Sunday, 19 June 2011
May you live in interesting times, some Chinese sage is alleged to have said at an indeterminate point in the past. It’s a kind of curse; for the time when history is at its most active is also the time that it is at its most dangerous. Actually I quite like the idea of living in interesting times, or at least in times more interesting than the present, a time of tepid mediocrity. I like the idea, for instance, of living in Weimar Germany.
I’ve been reading Before the Deluge: a Portrait of Berlin in the 1920s by Otto Friedrich. Oh bliss was it in that dawn to be alive but to be young, and visit exciting cabarets, was very heaven! I’m only half way through, so I’m not in a position to write a review at the moment. No, I just want to alight on one or two interesting snippets of information.
It’s the paperback edition I have with an introduction by the author written in 1995. However, the text itself has not been updated from the cloth version, published as long ago as 1972, when Berlin was still a divided city, when there were people still alive who could remember events in the 1920s; people who could remember the city of Gustav Kapp, Walther Rathenau and George Grosz, whose images of this time still make compelling art.
It’s the chapter headed A Kind of Madness that I find particularly compelling, that which deals with the post-war inflation. It did not tell me anything that I did not already know, that the mark was effectively worthless by the end of 1923, that savings had been destroyed, that printers were struggling to get an infinity of noughts on to paper that carried greater worth than the currency. No, it was more what people reported, more the practical implications of this human disaster. This was a time when whole apartment blocks could be bought in Berlin for a handful of US dollars.
One of the people the author spoke to was a seventy-five year old journalist who still lived in the city, though now long dead I imagine. “Yes”, she said, “the inflation was the most important event of this period. The inflation wiped out the savings of the entire middle class, but those are just words. You have to realise what they meant. There was not a single girl in the entire German middle class who could get married without her father paying a dowry. Even the maids – they never spent a penny of their wages. They saved and saved sp they could get married. When money became worthless, it destroyed the whole system of getting married, and so it destroyed the idea of remaining chaste until marriage.”
The point is here that while the upper class never lived up to their own standards, and the working class had standards of their own, the bourgeois had always obeyed the rules in outward respectability. One did not have to be a virgin when one married, though it was generally expected. Now the inflation effectively destroyed the price of chastity. In other words, virginity no longer mattered, a form of liberation for women, I suppose, at least Friedrich’s old lady thought so!

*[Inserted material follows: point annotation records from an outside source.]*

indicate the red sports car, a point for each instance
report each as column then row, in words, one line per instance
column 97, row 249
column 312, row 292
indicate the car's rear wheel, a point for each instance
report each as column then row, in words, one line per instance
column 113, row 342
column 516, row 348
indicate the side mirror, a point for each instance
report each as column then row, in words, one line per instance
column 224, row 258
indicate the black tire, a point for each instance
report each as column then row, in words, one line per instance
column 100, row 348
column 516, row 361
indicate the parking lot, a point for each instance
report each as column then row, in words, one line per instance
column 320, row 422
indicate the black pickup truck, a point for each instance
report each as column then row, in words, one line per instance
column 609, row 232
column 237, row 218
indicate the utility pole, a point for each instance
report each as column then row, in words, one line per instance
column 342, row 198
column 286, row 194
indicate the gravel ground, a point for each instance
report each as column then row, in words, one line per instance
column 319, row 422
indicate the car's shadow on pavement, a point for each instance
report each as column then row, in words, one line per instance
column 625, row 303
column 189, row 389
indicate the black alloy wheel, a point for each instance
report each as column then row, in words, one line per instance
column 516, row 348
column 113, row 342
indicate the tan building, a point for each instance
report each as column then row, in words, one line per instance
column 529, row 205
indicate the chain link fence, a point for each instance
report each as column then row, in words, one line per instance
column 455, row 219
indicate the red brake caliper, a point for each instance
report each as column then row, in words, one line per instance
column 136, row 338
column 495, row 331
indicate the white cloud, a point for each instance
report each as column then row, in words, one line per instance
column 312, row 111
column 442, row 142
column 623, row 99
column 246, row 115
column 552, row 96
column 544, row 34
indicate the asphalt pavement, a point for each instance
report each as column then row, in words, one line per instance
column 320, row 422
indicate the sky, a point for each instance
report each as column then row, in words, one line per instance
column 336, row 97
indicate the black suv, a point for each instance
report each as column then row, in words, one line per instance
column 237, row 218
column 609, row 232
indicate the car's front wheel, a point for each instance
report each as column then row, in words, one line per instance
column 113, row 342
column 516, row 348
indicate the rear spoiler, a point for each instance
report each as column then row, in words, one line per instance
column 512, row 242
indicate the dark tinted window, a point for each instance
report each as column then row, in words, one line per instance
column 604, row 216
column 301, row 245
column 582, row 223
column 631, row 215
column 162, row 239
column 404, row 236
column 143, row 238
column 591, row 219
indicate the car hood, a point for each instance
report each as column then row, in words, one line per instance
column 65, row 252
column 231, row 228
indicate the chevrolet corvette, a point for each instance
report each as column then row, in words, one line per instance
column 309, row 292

The events of 1918, the revolution that was not a revolution, is far from being the most important thing about this time. No, that was the inflation, that revaluation of all values which, as the historian Alan Bullock wrote, undermined the foundations of German society in a way that the war or the collapse of the Kaiserreich or even the Treaty of Versailles had not. The inflation was the real German Revolution, the most interesting time in the country’s history.